How to sanity-check a CRDT implementation (before trusting it)

A CRDT should be testable as a pure distributed-systems object:

  • Generate random replicas and random local updates.
  • Deliver messages in randomized orders with duplication.
  • Ensure that once all replicas have received the same information, their states are identical (or equivalent under a canonicalization).

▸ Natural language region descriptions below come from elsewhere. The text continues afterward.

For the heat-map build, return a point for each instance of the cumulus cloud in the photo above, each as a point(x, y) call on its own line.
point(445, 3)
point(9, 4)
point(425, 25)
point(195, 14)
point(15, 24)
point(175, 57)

For state-based CRDTs, you can also property-test merge algebra directly: merge must be commutative, associative, and idempotent over reachable states. If it isn’t, you don’t have a CRDT; you have “best-effort sync”.

Concrete use-case mapping (to resolve the “why would I use this?” feeling)

CRDTs are compelling when at least one of these is true:

  • You want offline-first or highly partition-tolerant UX, where waiting for a coordinator is unacceptable.
  • Your data contains a lot of operations that are naturally mergeable (text edits, counters, sets, independent fields).
  • You want to represent “conflict” as data (MV-register) and resolve it with UI/domain logic later, but you still require deterministic convergence and no data loss.

If your domain is mostly “single scalar overwrites where humans must decide immediately”, CRDTs will still help you avoid divergence, but they won’t remove the need for a human decision; they mainly let you implement “show conflict” without building a bespoke reconciliation protocol per feature.